We don't pretend that this simple outline is sufficient treatment of this proposal, but we have heard several permutations of this approach from veteran bankers in the loan origination channel all over the US. We see several advantages to this "community bank" approach to the crisis, which might be combined with modest additional capital infusions to solvent community and regional banks like WABC, if they even need it.

* First, it puts the trillions of dollars in now illiquid mortgage loan collateral trapped inside thousands of securitization deals back into strong local hands, who are responsible and incentivized to both manage and service the loan.

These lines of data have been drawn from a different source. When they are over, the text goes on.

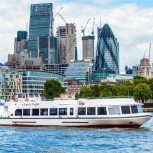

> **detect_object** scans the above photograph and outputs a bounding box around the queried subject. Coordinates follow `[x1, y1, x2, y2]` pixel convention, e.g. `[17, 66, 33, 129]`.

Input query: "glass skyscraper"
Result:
[28, 3, 53, 57]
[95, 24, 119, 74]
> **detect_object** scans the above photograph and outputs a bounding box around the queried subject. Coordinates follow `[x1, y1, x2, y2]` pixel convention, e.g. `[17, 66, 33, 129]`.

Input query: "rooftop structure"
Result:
[28, 3, 53, 57]
[95, 24, 119, 74]
[64, 60, 93, 83]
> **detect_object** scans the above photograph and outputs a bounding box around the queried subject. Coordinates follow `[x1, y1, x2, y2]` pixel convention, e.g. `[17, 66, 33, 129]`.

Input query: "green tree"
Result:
[100, 84, 114, 97]
[79, 87, 91, 98]
[133, 83, 152, 103]
[133, 76, 149, 86]
[42, 79, 65, 99]
[90, 85, 100, 97]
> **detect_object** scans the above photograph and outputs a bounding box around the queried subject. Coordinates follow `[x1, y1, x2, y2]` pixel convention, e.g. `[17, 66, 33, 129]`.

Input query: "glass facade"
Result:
[28, 3, 53, 57]
[64, 61, 93, 83]
[95, 24, 119, 74]
[38, 37, 57, 64]
[17, 31, 27, 41]
[18, 71, 67, 94]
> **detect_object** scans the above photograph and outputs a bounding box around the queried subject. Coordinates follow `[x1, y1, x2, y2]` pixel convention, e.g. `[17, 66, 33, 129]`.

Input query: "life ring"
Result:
[25, 98, 29, 102]
[14, 98, 18, 102]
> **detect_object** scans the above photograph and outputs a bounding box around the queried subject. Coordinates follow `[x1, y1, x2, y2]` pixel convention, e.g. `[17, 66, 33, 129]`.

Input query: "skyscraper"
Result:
[82, 36, 95, 61]
[28, 3, 53, 57]
[38, 37, 57, 64]
[95, 24, 119, 74]
[14, 31, 27, 54]
[56, 23, 77, 64]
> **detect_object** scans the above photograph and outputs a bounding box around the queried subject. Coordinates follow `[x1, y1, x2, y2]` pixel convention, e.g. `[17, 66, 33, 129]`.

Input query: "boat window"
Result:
[137, 105, 143, 113]
[40, 108, 48, 116]
[23, 109, 30, 116]
[87, 107, 96, 115]
[29, 94, 34, 98]
[15, 109, 22, 116]
[34, 93, 39, 98]
[97, 107, 107, 115]
[131, 106, 138, 113]
[78, 107, 86, 115]
[108, 107, 120, 115]
[121, 106, 131, 114]
[32, 109, 39, 116]
[50, 108, 57, 115]
[59, 108, 67, 115]
[18, 94, 22, 98]
[70, 108, 74, 115]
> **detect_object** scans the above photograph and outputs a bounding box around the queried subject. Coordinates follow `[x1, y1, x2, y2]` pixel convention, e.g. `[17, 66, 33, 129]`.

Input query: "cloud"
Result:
[0, 0, 153, 71]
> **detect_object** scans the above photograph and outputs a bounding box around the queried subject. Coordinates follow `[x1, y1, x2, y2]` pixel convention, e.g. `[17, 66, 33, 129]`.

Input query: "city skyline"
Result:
[0, 0, 153, 71]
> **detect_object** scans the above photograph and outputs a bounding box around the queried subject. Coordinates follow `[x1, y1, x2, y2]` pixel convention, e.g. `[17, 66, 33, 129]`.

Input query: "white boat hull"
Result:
[0, 114, 152, 128]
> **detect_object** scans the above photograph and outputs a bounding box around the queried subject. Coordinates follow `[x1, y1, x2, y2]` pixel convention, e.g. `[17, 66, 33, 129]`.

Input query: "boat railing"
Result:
[85, 96, 133, 99]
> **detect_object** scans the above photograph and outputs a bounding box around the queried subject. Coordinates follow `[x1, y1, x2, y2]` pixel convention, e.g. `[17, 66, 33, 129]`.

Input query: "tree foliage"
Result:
[133, 83, 152, 103]
[42, 79, 65, 99]
[77, 76, 153, 102]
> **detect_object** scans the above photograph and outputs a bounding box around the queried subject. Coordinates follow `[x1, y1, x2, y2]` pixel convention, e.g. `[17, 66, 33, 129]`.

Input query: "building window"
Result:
[59, 108, 67, 115]
[131, 106, 138, 114]
[40, 108, 48, 116]
[15, 109, 22, 116]
[32, 109, 39, 116]
[23, 109, 30, 116]
[121, 106, 130, 114]
[50, 108, 57, 115]
[137, 105, 143, 113]
[78, 107, 86, 115]
[97, 107, 107, 115]
[87, 107, 96, 115]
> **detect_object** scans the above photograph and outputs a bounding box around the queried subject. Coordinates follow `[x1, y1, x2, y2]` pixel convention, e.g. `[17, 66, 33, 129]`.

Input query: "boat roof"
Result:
[6, 98, 142, 107]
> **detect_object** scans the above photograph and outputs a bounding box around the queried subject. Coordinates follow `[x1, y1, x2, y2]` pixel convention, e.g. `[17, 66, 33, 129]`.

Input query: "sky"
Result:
[0, 0, 153, 73]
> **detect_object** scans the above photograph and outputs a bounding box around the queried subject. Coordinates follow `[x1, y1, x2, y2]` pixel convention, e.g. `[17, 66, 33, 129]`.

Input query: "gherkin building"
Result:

* Second, it re-liquefies the balance sheets of the US banking industry and it will vastly improve the prospects for home owners and housing markets around the country. If we are going to further lever the balance sheets of the Treasury and Fed, let's do it for a real reason and with a clear purpose.

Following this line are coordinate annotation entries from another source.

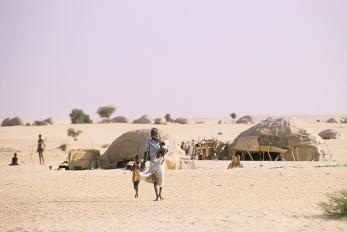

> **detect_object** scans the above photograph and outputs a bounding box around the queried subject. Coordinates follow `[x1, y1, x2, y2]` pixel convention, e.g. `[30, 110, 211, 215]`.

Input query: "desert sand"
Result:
[0, 116, 347, 231]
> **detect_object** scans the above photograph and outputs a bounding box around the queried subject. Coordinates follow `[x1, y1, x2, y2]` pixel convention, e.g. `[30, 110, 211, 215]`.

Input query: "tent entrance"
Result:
[241, 151, 281, 161]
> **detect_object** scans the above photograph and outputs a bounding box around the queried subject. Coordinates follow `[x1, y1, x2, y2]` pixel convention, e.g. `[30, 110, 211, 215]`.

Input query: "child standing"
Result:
[132, 155, 141, 198]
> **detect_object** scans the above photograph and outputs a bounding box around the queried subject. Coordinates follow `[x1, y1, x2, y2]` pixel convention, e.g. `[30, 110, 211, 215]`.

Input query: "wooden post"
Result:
[292, 148, 295, 162]
[247, 150, 253, 161]
[267, 142, 272, 161]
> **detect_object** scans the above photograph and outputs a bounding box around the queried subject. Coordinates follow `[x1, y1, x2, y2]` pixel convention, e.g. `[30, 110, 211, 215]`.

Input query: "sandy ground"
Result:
[0, 117, 347, 231]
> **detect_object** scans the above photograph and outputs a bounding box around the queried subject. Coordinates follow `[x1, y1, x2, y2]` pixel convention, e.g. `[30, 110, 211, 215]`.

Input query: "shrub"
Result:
[165, 113, 173, 122]
[58, 143, 68, 151]
[67, 128, 82, 141]
[96, 106, 116, 120]
[230, 113, 237, 119]
[101, 144, 109, 148]
[319, 190, 347, 218]
[69, 109, 92, 124]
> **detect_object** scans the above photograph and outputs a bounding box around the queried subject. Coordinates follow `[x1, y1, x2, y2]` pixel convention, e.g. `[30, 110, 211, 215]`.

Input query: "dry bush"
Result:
[319, 190, 347, 218]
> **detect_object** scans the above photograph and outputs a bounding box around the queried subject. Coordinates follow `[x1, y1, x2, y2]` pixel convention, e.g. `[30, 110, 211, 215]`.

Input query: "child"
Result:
[132, 155, 141, 198]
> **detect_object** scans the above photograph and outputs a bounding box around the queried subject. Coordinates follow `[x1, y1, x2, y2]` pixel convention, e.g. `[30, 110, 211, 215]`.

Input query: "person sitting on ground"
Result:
[10, 153, 18, 166]
[58, 160, 70, 170]
[275, 154, 286, 161]
[228, 154, 243, 169]
[132, 155, 141, 198]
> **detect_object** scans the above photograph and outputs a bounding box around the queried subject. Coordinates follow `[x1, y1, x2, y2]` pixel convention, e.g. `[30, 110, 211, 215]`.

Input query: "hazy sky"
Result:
[0, 0, 347, 119]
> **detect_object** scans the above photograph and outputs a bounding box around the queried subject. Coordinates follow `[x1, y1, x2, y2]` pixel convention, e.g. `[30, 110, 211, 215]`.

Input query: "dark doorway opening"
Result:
[236, 151, 280, 161]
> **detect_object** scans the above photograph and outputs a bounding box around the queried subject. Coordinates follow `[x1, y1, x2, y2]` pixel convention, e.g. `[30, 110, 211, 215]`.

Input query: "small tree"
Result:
[69, 109, 92, 124]
[67, 128, 82, 141]
[165, 113, 173, 122]
[319, 190, 347, 218]
[230, 113, 237, 121]
[96, 106, 116, 120]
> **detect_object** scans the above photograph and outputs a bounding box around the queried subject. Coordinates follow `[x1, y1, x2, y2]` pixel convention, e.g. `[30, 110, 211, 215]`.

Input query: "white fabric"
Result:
[140, 139, 165, 187]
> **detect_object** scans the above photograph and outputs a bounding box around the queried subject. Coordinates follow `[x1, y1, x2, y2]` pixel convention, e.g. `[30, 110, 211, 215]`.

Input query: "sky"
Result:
[0, 0, 347, 120]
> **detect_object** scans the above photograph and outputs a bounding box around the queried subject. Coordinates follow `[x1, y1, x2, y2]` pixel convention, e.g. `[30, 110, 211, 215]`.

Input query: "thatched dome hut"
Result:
[133, 114, 152, 124]
[231, 118, 331, 161]
[318, 129, 340, 139]
[1, 117, 24, 126]
[174, 118, 189, 124]
[101, 129, 190, 169]
[154, 118, 167, 125]
[111, 116, 129, 123]
[327, 118, 338, 123]
[236, 115, 256, 124]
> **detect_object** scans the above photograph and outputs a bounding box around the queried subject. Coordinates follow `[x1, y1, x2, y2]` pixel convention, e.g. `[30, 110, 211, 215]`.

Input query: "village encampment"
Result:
[101, 129, 193, 169]
[231, 118, 331, 161]
[318, 129, 340, 139]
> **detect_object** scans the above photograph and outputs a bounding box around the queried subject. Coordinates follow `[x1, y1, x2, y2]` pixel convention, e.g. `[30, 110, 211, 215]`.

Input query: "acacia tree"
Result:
[165, 113, 173, 122]
[67, 128, 82, 141]
[69, 109, 92, 124]
[96, 106, 116, 120]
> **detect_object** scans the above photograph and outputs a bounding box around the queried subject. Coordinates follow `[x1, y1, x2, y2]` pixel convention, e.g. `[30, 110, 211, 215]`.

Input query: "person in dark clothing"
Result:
[132, 155, 141, 198]
[37, 135, 46, 165]
[10, 153, 18, 166]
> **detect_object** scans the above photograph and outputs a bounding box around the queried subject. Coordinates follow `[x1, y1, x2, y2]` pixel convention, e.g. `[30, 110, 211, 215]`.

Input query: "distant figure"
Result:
[37, 134, 46, 165]
[58, 160, 70, 170]
[140, 128, 168, 201]
[275, 154, 286, 161]
[132, 155, 141, 198]
[10, 153, 18, 166]
[228, 154, 243, 169]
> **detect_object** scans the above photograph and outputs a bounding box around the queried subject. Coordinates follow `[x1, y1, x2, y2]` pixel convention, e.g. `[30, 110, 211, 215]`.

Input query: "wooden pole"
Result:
[267, 142, 272, 161]
[247, 150, 253, 161]
[292, 148, 295, 162]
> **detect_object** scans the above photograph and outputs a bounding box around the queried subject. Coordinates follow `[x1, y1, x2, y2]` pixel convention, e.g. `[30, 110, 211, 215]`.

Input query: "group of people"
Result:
[10, 134, 46, 166]
[132, 128, 168, 201]
[10, 128, 168, 201]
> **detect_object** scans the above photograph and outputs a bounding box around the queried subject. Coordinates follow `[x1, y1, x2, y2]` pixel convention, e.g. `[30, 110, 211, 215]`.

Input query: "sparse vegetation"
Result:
[58, 143, 68, 151]
[101, 144, 108, 148]
[230, 113, 237, 120]
[165, 113, 173, 122]
[230, 112, 237, 122]
[96, 106, 116, 121]
[319, 190, 347, 218]
[69, 109, 92, 124]
[67, 128, 82, 141]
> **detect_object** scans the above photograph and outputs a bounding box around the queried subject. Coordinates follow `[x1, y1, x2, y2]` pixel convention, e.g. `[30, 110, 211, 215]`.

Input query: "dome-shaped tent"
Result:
[327, 118, 338, 123]
[101, 129, 190, 169]
[318, 129, 340, 139]
[236, 115, 255, 124]
[231, 118, 331, 161]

* Third, the approach outlined above provides the Obama Administration and the US Treasury with maximum bang for the buck in terms of both addressing the solvency problems facing the banks and also helping the economy and the housing industry.

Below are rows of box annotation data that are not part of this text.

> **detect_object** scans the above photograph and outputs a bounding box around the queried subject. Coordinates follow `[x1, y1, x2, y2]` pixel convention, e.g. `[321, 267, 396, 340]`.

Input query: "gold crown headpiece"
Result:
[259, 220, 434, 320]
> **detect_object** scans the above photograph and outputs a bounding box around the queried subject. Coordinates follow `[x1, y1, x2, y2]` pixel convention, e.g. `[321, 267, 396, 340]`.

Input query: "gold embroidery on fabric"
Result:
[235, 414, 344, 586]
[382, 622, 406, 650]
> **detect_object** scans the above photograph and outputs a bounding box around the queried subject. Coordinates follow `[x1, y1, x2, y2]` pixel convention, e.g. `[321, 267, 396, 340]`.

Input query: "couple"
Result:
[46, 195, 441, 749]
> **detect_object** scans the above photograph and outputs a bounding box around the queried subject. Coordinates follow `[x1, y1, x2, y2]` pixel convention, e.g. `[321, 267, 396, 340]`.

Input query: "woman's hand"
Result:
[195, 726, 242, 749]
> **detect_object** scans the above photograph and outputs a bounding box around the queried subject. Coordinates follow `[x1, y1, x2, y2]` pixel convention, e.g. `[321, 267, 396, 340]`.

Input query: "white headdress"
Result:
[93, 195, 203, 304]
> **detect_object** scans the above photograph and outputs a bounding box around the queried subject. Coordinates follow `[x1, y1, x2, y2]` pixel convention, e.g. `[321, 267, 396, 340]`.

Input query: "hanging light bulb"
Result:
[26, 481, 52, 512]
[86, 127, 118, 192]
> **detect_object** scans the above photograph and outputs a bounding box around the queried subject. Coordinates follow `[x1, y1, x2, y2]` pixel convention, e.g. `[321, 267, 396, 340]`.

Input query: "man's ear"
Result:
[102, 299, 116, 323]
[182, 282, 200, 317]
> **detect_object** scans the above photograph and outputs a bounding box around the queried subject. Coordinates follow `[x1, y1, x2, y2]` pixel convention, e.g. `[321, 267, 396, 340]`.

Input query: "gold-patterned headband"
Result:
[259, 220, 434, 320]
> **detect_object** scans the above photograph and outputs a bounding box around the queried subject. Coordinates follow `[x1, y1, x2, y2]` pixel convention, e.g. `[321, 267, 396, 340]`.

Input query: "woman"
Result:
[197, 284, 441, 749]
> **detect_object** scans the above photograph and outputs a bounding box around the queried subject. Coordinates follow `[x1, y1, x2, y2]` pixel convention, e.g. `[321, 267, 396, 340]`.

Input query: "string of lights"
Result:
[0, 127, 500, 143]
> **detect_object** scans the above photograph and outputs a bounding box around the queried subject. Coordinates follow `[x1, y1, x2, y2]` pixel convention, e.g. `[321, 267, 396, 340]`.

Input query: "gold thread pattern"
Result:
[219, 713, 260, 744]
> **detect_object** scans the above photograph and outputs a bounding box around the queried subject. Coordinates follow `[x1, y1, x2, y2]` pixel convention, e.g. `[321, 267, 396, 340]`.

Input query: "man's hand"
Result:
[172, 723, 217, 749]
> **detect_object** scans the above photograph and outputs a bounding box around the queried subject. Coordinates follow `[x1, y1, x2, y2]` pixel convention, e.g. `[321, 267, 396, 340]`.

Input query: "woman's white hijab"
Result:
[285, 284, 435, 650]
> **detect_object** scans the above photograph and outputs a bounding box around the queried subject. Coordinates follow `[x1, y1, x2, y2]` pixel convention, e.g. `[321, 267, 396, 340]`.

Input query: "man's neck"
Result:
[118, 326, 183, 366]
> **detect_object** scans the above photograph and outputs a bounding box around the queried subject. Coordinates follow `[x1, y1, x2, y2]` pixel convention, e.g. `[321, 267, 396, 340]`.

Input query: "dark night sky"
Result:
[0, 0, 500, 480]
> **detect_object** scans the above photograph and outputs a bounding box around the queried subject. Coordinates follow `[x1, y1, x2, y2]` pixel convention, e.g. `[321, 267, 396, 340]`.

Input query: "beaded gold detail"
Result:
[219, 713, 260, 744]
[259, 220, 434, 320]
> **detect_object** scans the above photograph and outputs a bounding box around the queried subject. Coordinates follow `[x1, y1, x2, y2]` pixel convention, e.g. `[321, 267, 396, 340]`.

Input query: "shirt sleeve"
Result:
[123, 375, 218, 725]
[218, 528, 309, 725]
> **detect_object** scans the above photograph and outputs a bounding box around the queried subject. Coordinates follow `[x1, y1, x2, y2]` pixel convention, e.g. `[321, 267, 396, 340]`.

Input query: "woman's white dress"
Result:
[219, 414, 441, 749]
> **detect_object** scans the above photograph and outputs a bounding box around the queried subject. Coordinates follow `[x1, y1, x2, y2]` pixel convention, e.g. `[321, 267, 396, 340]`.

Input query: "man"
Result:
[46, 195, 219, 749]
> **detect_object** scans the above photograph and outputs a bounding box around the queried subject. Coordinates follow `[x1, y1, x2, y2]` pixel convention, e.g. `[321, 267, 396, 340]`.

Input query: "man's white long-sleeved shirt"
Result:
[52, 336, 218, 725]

One downside: This new market paradigm suggests that loan servicing as a standalone business may be at risk. Once community banks begin to accumulate significant local servicing portfolios, they may rediscover the benefits of keeping the credits that they originate. Sorry Wilbur!

And what about valuation? Well, as our friend Kyle Bass of Hayman Capital likes to remind us, all of these assets are valued and traded every day. It's just a matter of organizing the purchase process in a transparent and competent fashion. Starting with our friends at shops like Hayman, Black Rock and RW Pressprich, we know people who know how to trade illiquid assets."